Noe Valley Voice September 1999

Boychik Goes to Dog Heaven

By Voice Staff

On Aug. 11, 1999, the Noe Valley Voice bade a fond farewell to "Boychik" Smith-Yagudin, a brindle boxer who was the newspaper's mascot for more than a decade. He was 101/2 years old.

"Boychik slobbered excessively and knocked a few people over in his time (sorry, Lindy), but he really couldn't help it," said Voice copublisher Jack Tipple. "He was a lap dog in a big dog's body."

Boychik was born Oct. 1, 1988, and adopted as a six-week-old puppy by musician Misha Yagudin and Voice copublisher and editor Sally Smith.
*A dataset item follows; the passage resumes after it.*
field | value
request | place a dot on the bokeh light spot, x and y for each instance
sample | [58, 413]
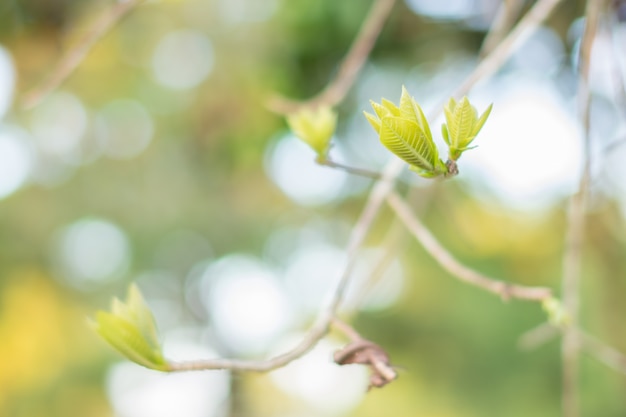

His name means "Little Boy" in Russian and Yiddish, but at the age of 1 he already weighed 85 pounds.

Although he never learned to read, he could speak. In a "More Muzzles to Feed" column in the 1993 April Fool's Voice, his parents claimed that his first words were "ground chuck." In another April Fool's edition (1991), he masqueraded as the owner of a pet store, boasting that he'd "have a sale on those exotic birds.... They make real good squeak toys."

Boychik originally lived with his dad on Foerster Street (off Monterey), but moved to Sally's flat at 27th and Sanchez about seven years ago. He felt more at home in Noe Valley, maybe because he got "skunked" twice at Sunnyside Park.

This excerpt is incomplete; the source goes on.